So, now we had camera controls, avatar expressions, chat balloons, the formation of chat groups, and other techniques in our bag of tricks. After coming up with this hodge-podge of chat-related tools and algorithms, we decided that it would be best to bundle them into specific places and times when conversation was a priority (and not let them get in the way when, for example, a user is more interested in navigating a hoverboard over the hills). We called our scheme “chat props”. A chat prop is a designated environment where you expect your avatar to do conversational things. It could take the form of a couch, a couple of stumps for seats, a stage, a café bar, or a park bench.
In The Psychology of Cyberspace, John Suler discusses the utility of virtual props for conversation in The Palace (an early virtual world originally developed by Jim Bumgardner for Time Warner Interactive in the mid ‘90s). “…props make interacting easier and more efficient by providing a visual means to express oneself. They are very useful communication tools. On the simplest level, they act as conversation pieces. If you can think of nothing else to say, express an interest in someone's prop. Talking about props is one of the most common topics of discussion at The Palace. It greases the social interaction, especially with people whom you are meeting for the first time. It's like discussing the weather—except people are more personally invested in their props than they are in whether it's rainy or sunny” (Suler).
Imagine walking down a street alone on your way to a party. You are not socializing while you are walking, although you may throw an occasional smile or “hello” to a passerby on the street. You arrive at the party and look around. Perhaps you exchange a few words with some friendly strangers, but nothing especially conversational is happening. Then you notice two friends sitting on a couch eating chips, and so you sit down with them. You choose to sit next to a friend that you particularly like. Some small talk starts up along with some starter body language. Some new brain chemistry is probably stirring around in your skull.
This regime is what we implemented in code to help structure the avatar communication activities. After your avatar is placed into a chat prop, your avatar metamorphoses into a social butterfly. Various forms of body language are created when you enter text or type out emoticons. The user can control the avatar’s gaze, but also the body gaze, or “directional pose”, of the entire body (like looking at someone except using the whole body—which, by the way, can be the opposite of your head gaze, if you want, to form variations of emotional engagement). Users could trigger various gestures, facial expressions, and even trigger the formation of extra-body visual symbols, called “moodicons”.
Our first chat prop was the “loveseat”: a two-person bench where we imagined a couple sitting, talking, flirting, arguing, etc.
Camera views associated with body pose changes in the Love Seat Chat Prop
Aspects of the chatting activities caused the camera to cut to specific positions as the avatars changed their poses. If you sat facing your partner, the camera shot would emphasize togetherness. If you turned away, it would emphasize separation. There was an “over the shoulder” shot for each avatar, a “far away view”, and various views aimed at the two loveseat sitters.
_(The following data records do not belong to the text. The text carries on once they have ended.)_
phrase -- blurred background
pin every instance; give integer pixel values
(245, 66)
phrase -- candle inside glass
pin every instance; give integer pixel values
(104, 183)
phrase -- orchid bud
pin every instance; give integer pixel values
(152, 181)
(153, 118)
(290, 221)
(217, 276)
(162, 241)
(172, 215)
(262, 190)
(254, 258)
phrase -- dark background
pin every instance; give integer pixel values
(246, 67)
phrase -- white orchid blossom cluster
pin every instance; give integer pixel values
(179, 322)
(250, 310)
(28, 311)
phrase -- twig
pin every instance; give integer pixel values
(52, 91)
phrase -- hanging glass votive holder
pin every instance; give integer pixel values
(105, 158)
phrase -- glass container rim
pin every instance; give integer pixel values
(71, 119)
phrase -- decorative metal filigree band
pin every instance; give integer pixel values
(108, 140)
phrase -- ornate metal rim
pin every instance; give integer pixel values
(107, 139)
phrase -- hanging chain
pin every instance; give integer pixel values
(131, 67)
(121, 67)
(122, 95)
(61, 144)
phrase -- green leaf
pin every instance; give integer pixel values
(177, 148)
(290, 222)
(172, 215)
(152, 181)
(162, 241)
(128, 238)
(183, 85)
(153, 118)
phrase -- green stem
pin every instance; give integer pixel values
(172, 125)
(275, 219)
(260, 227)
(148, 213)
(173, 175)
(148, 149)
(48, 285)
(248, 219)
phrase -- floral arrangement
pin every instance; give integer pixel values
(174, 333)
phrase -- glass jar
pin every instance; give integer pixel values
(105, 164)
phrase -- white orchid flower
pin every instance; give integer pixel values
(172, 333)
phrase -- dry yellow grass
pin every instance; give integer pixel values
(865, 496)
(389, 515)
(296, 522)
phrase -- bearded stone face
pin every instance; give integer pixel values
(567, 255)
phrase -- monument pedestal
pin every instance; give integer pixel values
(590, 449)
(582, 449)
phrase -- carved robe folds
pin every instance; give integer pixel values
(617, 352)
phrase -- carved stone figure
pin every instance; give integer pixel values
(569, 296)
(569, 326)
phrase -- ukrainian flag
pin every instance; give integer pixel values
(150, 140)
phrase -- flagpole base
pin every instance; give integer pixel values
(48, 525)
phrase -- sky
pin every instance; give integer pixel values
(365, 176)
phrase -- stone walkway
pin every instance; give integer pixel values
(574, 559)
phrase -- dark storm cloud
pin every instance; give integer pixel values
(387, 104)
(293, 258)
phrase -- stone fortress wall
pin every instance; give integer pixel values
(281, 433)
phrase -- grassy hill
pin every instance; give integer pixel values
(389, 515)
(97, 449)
While Chuck was building the scripting tool for designing chat props, he included several parameters for configuring camera behavior like those used in the loveseat. My failed attempts at automatically orienting the camera for the best view on a conversation inspired camera settings that were opened up for the user.
Regarding some of these parameters, Chuck says, “We also gave users control over the camera so they could accept the default view on joining a conversational group, which shows everyone but is quite distant, or they could rotate and zoom the camera in to better see what they are interested in. So, for example, when seated in the audience at a stage, you can choose to have a close-up camera view of the people on the stage or of the audience or of yourself and your nearest neighbors. In some games, audience members may need to talk among themselves, which is best done with one camera, and then call out answers to someone on a stage, which is best viewed with a different camera” (Isbister 2006).
For the same reason that close-up shots are used in film (greater emotional impact), we explored using camera cuts to avatar faces when making certain expressions. This was very cool, but only up to a point. Some play-testers found that this was too jarring, and so we had to tone down the number of face-cuts. Perhaps there is no way an algorithmic cinematographer, no matter how greatly imbued with AI, can ever guess the right view on matters to match a user’s needs, expectations, and communications.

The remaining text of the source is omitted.